Wanneer je je verdiept in Fytotherapie (kruidengeneeskunde) gaat er een wereld voor je open. De fytotherapie is gebaseerd op een schat aan kennis en ervaring die wortelt in een heel ver verleden. De mens begon planten te gebruiken door observatie van de dieren die zij om zich heen zagen, door gebruik te maken van het intuïtieve en instinctieve gedrag van deze dieren. Ook bij onze hedendaagse, gedomesticeerde paarden is het oerinstinct qua kennis van planten en struiken nog steeds aanwezig. De hedendaagse Fytotherapie kan helpen ter ondersteuning of ter genezing van kwalen bij paarden. Ook zien we tegenwoordig steeds meer dat paardeneigenaren een pluktuin aanleggen voor hun paarden. Wat kan je hier nou inzetten?
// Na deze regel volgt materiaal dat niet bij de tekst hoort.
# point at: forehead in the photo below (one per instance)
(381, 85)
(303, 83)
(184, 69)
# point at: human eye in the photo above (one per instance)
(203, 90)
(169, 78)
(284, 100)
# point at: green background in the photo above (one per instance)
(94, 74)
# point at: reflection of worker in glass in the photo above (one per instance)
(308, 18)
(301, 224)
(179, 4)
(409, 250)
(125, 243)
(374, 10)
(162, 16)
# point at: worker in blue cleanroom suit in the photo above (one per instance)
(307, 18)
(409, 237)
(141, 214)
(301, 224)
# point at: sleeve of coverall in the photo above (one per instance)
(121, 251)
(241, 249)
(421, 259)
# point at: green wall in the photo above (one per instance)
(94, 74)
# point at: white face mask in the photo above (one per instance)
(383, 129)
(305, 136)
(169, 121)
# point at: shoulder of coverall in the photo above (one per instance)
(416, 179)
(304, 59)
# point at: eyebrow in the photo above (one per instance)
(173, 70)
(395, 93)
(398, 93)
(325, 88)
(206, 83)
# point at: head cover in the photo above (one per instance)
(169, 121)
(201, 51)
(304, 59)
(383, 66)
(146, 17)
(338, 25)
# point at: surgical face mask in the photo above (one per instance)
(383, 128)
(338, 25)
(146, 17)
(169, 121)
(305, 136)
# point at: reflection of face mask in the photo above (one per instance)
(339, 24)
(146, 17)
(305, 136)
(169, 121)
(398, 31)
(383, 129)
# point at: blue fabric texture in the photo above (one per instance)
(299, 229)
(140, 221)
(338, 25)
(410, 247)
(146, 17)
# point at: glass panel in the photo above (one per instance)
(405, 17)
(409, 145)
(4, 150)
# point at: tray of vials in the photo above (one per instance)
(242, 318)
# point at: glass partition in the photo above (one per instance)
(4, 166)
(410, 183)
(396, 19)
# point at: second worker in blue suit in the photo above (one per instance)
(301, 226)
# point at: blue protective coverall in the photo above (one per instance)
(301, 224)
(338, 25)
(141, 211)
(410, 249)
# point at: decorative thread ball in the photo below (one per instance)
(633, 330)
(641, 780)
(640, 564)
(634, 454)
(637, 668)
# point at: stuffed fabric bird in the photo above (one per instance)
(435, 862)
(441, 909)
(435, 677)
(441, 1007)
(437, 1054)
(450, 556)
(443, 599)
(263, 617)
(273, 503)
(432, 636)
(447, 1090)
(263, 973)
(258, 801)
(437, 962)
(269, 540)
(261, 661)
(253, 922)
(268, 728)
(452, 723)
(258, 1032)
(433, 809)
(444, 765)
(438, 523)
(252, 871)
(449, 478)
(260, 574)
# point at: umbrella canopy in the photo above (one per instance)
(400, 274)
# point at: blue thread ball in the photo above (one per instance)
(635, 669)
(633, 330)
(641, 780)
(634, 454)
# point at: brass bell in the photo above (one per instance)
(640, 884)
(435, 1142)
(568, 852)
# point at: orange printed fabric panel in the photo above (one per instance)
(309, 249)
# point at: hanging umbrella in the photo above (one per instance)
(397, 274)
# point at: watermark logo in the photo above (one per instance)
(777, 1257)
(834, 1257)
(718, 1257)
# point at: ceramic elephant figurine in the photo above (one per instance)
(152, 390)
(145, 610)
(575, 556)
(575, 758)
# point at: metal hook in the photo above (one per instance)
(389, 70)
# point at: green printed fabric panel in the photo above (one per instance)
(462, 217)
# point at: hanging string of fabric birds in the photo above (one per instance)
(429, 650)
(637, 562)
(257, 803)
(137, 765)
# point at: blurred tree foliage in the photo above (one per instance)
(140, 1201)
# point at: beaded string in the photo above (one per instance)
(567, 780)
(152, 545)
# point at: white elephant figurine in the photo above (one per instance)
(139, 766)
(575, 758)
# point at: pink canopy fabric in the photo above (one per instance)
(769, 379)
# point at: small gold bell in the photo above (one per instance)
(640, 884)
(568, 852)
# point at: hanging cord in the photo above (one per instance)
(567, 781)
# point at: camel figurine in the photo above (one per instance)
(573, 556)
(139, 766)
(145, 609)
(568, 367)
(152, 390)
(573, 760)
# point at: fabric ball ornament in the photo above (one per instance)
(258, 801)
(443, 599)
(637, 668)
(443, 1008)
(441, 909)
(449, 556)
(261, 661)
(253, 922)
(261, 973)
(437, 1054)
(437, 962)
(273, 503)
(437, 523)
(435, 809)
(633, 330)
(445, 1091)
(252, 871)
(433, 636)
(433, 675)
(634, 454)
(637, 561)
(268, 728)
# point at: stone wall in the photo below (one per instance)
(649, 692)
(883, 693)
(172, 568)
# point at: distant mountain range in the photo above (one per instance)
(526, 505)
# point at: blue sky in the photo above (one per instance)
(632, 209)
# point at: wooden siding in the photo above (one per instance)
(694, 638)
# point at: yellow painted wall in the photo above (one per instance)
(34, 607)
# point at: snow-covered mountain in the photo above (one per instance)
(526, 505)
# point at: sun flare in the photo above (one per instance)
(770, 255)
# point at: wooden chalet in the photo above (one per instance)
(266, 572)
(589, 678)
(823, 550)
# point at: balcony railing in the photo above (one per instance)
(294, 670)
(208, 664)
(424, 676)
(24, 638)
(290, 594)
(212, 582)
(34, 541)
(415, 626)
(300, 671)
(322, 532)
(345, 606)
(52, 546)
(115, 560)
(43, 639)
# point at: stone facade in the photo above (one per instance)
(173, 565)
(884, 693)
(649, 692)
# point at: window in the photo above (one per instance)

Dit keer de Echinacea.
De belangrijkste eigenschappen en indicaties voor inwendig gebruik van de Echinacea zijn:
Immuniteit:
- Verbetert de algehele weerstand zonder tegen één bepaalde ziektekiem gericht te zijn
- Wekt de in gebreke blijvende immuniteit op tegen zowel virussen, bacteriën en schimmels
- Verbetert de immunotaire respons
- De eerstelijns afweer wordt op verschillende niveaus gestimuleerd en geactiveerd
Andere:
- Ontstekingsremmend in het volledige lichaam
Belangrijk is Echinacea nooit langer dan drie weken te gebruiken en daarna een stopweek in te lassen van een week!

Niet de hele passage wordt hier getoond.